As we started to speed up, I wondered how I might stop if I wanted to. ‘Où sont les freins? Où sont les freins?’ I shouted. Where are the brakes?

But I soon got the hang of riding. Lean to the left, the horse goes left. Lean to the right, the horse goes right. Pull on the reins, the horse slows down. Push the stirrups like imaginary brakes, the horse stops.

Paul led the way for our little posse, with Florence close behind him, then Bruno, then me, then Anja. We rode down into the valley of the Gesse, reaching the cascade in the river. Wild mint grew on the banks of the pool below the cascade. I caught faint wafts of the fresh smell of mint as the horses trampled it under their hooves. Leaving the clearing by the pool, we climbed the hill up the other side of the valley, where the terrain became rough. I clung on as my horse made little jumps over brambles and fallen tree trunks. The going grew steeper and the horses’ movements became laboured as they puffed and snorted their way up the narrow, stony path.
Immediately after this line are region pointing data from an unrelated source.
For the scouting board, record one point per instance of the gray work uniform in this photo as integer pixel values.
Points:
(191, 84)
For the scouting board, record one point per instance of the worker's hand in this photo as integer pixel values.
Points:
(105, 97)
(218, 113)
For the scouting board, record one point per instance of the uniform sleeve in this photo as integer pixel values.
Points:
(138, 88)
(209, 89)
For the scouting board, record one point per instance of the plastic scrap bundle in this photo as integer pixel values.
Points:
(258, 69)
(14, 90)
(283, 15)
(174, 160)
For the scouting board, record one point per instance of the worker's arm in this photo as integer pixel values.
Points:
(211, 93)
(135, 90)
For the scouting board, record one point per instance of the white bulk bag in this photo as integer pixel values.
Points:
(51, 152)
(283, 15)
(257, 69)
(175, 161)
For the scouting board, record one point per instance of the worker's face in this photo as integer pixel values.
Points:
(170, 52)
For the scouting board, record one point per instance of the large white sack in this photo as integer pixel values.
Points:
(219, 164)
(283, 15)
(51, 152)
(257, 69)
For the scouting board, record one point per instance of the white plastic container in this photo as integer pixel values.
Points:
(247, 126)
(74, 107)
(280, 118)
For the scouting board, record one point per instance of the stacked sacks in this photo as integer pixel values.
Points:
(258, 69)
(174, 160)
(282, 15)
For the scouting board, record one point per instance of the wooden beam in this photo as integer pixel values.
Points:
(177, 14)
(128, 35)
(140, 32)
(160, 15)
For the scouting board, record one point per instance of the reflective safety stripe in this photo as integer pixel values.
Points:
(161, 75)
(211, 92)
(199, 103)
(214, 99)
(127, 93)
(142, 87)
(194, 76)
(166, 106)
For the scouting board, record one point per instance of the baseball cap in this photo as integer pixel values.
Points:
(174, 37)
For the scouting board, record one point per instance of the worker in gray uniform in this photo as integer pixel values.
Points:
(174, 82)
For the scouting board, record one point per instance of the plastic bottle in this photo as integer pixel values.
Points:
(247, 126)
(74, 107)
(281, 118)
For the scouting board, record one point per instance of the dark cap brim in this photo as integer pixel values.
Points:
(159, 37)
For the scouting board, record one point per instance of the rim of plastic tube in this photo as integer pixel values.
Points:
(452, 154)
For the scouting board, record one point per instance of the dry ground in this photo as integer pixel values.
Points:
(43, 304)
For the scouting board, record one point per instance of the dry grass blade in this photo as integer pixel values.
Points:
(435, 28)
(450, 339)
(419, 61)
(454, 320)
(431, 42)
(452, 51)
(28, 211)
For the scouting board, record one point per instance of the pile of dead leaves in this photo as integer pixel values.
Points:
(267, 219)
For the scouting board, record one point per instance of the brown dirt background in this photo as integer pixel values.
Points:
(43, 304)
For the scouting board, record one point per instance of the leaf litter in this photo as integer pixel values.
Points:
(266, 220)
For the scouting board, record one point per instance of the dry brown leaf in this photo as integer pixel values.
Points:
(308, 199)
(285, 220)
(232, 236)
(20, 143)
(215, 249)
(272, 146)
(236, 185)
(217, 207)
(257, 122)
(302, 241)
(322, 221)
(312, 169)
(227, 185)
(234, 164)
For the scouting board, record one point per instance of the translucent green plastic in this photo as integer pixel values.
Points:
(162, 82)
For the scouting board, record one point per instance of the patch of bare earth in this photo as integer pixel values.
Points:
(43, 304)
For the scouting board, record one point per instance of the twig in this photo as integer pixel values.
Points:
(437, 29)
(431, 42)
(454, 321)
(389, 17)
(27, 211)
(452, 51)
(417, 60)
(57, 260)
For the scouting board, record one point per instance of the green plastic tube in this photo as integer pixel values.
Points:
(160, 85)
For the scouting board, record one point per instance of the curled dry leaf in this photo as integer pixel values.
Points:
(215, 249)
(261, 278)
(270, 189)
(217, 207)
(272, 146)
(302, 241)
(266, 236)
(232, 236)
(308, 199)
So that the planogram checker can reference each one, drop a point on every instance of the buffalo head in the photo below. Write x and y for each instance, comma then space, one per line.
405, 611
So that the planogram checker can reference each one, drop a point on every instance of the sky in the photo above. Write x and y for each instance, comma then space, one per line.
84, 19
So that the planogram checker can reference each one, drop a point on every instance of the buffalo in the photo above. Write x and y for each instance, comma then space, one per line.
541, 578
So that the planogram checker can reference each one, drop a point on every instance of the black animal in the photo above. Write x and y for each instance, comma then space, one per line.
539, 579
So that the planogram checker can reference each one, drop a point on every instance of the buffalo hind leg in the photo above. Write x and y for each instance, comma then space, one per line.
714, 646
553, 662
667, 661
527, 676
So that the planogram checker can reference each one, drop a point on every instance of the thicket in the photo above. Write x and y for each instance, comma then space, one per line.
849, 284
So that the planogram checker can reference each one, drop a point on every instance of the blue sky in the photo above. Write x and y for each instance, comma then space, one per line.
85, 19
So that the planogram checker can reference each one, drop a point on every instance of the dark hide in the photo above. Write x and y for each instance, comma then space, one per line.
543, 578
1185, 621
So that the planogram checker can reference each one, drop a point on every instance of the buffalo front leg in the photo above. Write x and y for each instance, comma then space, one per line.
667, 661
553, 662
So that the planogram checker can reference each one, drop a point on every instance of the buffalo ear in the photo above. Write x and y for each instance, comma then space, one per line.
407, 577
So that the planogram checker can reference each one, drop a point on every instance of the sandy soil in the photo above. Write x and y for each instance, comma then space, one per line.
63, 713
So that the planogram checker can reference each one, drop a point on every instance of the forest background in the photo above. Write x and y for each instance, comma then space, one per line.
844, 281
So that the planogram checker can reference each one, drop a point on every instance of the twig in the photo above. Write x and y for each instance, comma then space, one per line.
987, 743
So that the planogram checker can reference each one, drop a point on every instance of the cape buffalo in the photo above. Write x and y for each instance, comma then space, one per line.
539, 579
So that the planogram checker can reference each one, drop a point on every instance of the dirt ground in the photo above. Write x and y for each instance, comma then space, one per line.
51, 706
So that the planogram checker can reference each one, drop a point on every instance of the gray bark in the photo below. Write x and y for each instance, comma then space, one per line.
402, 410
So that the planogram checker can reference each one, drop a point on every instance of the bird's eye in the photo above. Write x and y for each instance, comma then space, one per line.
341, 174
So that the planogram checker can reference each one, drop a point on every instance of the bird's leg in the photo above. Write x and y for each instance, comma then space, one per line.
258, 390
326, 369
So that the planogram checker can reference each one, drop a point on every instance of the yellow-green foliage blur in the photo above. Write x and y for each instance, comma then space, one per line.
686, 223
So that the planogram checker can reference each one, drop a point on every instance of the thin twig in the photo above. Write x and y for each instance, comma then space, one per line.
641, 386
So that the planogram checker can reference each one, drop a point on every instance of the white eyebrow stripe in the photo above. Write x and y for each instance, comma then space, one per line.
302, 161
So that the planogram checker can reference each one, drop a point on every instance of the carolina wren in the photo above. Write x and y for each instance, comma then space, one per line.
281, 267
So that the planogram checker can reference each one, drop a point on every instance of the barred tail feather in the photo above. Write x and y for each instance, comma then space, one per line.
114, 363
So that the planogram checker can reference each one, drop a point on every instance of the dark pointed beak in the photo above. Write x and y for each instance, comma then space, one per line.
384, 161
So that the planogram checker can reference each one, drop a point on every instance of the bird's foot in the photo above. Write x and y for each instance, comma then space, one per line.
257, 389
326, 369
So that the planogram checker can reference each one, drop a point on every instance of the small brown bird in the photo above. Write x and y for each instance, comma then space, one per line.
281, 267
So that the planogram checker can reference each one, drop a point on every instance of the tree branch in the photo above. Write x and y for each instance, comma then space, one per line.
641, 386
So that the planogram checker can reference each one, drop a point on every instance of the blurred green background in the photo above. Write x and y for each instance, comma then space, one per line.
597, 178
They struggled to keep their footing. Small stones came loose beneath their hooves and skittered down the path.

The ride was exhilarating. At the top of the path we emerged onto an open, grassy upland and sat there on horseback to take in the view. The mellow countryside rolled on and on in all directions, bathed in golden light. Before us, a field of ripening yellow sunflowers sloped down towards Boulogne-sur-Gesse. The town capped a low hill. The tiled rooves of the houses clustered around the high gothic spire of the church. In the distance, the mountains rose up in two stages. First the land rose up towards the dark, flattish ridge of the foothills, the Piémont pyrénéen, then behind the real mountains soared steeply in a second tier. Looming and majestic, the summits were indistinct in the purple-hued afternoon haze. The Pyrenees always seemed remote and inaccessible; the mountains were a distant presence, a place where hardworking farmers didn’t go without time or good reason.

The Pyrenees have an ancient, mystical attraction. Their caves gave shelter from the cold during the Ice Age; their valleys provided good hunting and pasture as the ice retreated. Some of the earliest known art in the world was made in the Grotte de Gargas, a natural cave hidden in the forests covering the foothills. The strange prehistoric paintings, about thirty-five thousand years old, show hands with truncated fingers – some say mutilated, I’d prefer to think just folded – in outline on the cave walls. Gargas is a strange place, unsettling and chilly even in summer. The caves take their name from the giant Gargas who according to local folklore stalked the woods in the area. This mythical giant was the original for the sixteenth-century satirist François Rabelais’s literary giant Gargantua. At least that’s what the locals will tell you.